Another installment of “Sheroes” (produced in a partnership with TPT-Twin Cities PBS) features the work of a blind woman in interfaith dialogue in Rochester, as well as a Minnesotan’s love for the outdoors and her strategies for canoeing in a full burka. “Islam isn’t monolithic, which is what these stories are about,” says Hussain. “This is a platform that shines a light on the wonderful things that are happening.”
Legitimacy & Support through Fiscal Sponsorship
The Sisterhood embraces a gamut of services from Propel Nonprofits: training, payroll, accounting, budgeting collaboration, and technical assistance. “We looked initially at 501(c)(3) status,” Hussain says. “In the beginning, we weren’t sure if Reviving the Islamic Sisterhood for Empowerment was something that people were going to understand, and whether women would get behind it and get involved.”

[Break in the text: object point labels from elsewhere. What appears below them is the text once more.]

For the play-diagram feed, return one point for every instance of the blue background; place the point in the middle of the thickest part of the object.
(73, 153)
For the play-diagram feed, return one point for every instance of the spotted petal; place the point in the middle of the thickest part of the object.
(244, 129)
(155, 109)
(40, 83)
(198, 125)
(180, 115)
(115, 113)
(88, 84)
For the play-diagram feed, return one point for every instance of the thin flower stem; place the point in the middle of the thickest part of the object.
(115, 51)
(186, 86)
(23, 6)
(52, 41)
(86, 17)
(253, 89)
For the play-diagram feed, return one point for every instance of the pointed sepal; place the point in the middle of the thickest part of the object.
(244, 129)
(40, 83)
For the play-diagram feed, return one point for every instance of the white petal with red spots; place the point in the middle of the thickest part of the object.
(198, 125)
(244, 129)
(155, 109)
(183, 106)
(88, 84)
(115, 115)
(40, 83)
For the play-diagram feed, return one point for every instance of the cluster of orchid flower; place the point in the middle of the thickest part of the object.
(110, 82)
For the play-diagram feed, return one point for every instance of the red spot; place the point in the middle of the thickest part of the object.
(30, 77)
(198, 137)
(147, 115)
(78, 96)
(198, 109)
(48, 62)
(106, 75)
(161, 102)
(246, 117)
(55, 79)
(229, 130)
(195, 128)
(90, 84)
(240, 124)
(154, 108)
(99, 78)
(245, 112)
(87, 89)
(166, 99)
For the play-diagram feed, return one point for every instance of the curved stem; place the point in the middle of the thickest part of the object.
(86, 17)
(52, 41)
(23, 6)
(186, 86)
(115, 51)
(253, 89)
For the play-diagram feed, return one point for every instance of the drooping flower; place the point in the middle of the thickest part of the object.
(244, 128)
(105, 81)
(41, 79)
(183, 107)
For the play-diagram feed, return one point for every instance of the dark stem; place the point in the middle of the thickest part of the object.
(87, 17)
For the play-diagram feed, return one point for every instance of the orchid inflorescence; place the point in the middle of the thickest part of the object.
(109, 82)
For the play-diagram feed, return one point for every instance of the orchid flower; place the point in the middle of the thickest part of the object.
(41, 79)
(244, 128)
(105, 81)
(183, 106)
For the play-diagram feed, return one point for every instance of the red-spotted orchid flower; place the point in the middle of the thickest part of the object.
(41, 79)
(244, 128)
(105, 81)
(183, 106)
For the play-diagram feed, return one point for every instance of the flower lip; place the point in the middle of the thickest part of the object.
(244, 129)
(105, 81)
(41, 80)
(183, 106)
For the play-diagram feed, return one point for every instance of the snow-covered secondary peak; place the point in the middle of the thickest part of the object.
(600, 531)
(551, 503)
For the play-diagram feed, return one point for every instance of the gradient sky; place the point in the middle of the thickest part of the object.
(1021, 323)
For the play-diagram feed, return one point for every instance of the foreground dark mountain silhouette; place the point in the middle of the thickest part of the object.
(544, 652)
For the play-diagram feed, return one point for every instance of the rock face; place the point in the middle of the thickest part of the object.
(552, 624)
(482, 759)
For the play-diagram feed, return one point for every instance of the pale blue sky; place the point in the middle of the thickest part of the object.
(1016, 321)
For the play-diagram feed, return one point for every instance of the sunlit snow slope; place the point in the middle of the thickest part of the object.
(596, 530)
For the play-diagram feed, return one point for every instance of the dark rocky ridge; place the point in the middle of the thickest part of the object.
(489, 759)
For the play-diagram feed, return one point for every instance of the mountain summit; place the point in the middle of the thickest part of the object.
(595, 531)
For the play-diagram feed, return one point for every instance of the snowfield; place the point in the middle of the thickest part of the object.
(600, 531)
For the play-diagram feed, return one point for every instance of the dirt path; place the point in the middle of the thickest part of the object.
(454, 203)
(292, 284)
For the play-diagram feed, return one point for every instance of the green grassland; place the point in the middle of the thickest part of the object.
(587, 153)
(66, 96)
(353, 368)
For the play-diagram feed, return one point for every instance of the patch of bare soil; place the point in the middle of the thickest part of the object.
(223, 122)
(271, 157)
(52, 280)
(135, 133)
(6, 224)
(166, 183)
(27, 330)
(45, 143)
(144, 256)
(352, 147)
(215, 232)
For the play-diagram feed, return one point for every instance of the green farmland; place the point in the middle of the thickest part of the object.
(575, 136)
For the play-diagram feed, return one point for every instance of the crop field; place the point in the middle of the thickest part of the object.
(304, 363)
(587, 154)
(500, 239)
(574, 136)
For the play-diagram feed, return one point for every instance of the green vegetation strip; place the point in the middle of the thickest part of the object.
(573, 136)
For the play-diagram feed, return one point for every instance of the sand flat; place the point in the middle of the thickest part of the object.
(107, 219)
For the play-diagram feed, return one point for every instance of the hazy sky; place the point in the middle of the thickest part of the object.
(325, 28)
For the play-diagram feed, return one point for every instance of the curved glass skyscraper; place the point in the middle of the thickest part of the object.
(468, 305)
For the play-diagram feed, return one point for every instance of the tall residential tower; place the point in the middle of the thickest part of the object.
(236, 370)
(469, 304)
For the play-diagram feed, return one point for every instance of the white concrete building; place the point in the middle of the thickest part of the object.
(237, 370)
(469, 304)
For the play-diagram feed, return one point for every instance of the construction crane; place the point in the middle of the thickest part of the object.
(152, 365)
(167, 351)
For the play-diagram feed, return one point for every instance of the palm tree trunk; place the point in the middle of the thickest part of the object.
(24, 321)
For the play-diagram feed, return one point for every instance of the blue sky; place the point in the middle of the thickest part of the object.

Hussain is an executive director with a talent for networking and collaboration. She excels at making the most of partnerships, as well as resources to build and expand her organization’s vision.
“With fiscal sponsorship, I get balance sheets and income statements without having to ask for them,” says Hussein. “It gives us legitimacy when a funder asks me for financials, they’re right there. I don’t have to grasp for those numbers or ask a treasurer or a board. And vouching for us says a lot to nonprofit funders, that Propel Nonprofits has our back and supports us. That extension of their credibility has really helped.”
Reviving the Islamic Sisterhood for Empowerment appears poised to become a major player in the Muslim community of Minnesota, if not beyond. For Hussain, the organization’s multi-pronged approach circles back to women’s stories and who tells them. “How can you aspire to do more,” she asks, “if wherever you look, no one looks like you?”